Death Valley National Park on the California-Nevada border received almost 75% of its annual rainfall last Friday, triggering a wave of flash floods. According to park officials, no injuries have been reported, but the flood waters buried about 60 vehicles in mud and stranded hundreds of visitors and park employees. According to the California Department of Transportation, parts of State Route 190 will remain closed through at least August 17th

A storm generated by the annual Southwest Monsoon (also known as the North American Monsoon) dumped 1.46 inches of rain in Furnace Creek, an area that typically sees only 1.94 inches of rain per year.  Friday’s storm missed the previous record from 1988 by only one-one hundredth of a point, according to park officials. “The heavy rain that caused the devastating flooding at Death Valley was an extremely rare, 1000-year event,” said Daniel Berc, meteorologist with the National Weather Service Las Vegas in a press release. “A 1000-year event doesn’t mean it happens once per 1000 years, rather that there is a 0.1% chance of occurring in any given year.” 

[Related: Yellowstone National Park was never built to take on the rain and snow that comes with climate change]

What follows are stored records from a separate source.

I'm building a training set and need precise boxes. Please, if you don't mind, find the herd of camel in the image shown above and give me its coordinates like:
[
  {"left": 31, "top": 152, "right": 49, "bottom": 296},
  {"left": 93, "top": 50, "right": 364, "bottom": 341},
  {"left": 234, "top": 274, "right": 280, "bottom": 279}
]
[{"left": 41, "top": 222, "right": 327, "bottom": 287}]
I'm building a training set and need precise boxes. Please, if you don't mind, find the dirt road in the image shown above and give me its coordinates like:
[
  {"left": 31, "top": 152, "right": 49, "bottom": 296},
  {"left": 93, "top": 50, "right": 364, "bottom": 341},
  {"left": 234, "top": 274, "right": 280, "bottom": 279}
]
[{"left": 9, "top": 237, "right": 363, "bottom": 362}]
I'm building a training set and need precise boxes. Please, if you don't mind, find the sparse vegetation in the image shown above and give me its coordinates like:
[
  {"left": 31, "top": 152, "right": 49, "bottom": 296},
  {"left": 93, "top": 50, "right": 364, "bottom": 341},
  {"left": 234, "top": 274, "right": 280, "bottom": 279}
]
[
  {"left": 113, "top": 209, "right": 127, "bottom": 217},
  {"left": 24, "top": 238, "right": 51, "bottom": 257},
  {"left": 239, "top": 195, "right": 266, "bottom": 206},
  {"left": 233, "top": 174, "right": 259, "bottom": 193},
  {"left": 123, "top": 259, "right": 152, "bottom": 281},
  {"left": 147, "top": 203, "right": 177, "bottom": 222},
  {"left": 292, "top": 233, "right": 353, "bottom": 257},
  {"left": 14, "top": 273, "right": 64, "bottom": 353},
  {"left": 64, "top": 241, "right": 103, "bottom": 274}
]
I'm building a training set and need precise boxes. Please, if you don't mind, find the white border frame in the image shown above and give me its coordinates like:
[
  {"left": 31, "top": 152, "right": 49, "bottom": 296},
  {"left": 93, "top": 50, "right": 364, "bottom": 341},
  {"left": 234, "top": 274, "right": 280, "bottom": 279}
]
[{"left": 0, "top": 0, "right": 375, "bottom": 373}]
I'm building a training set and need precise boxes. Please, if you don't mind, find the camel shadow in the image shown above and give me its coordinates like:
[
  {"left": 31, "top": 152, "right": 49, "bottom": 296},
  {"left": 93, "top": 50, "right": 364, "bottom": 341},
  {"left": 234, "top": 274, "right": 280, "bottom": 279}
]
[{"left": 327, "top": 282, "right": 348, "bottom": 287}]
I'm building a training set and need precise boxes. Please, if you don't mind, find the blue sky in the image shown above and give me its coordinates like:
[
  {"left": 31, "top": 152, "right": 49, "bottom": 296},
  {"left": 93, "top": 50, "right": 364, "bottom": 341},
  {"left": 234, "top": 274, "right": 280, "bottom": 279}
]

Typically occurring during the months of June to September, the Southwest Monsoon changes the weather pattern in the bone dry region. The prevailing winds shift directions from out of the west to out of the south, bringing with it a surge of moisture and humidity from Mexico. The moisture can feed massive downpours that the parched and sparse desert soil cannot absorb quickly enough. The rainwater builds in low-lying areas and rapidly fills empty creek beds, which causes flash flooding. The 2022 Southwest monsoon season has been unusually active, with similar events flooding Las Vegas casinos and stranding motorists in Phoenix

Death Valley is an outlier among outliers and boasts being one of the hottest and driest places in the world. The region allegedly saw the highest temperature ever recorded on Earth (134 degrees Fahrenheit) on July 10, 1913, but there is debate among some climatologists on the legitimacy of that recording. In the summers of 2021 and 2020, Death Valley recorded 130 degrees, which may be the highest pair of reliably measured temperatures anywhere on the planet.

“Death Valley is an incredible place of extremes,” said park superintendent Mike Reynolds. “It is the hottest place in the world, and the driest place in North America. This week’s 1,000 year flood is another example of this extreme environment. With climate change models predicting more frequent and more intense storms, this is a place where you can see climate change in action!”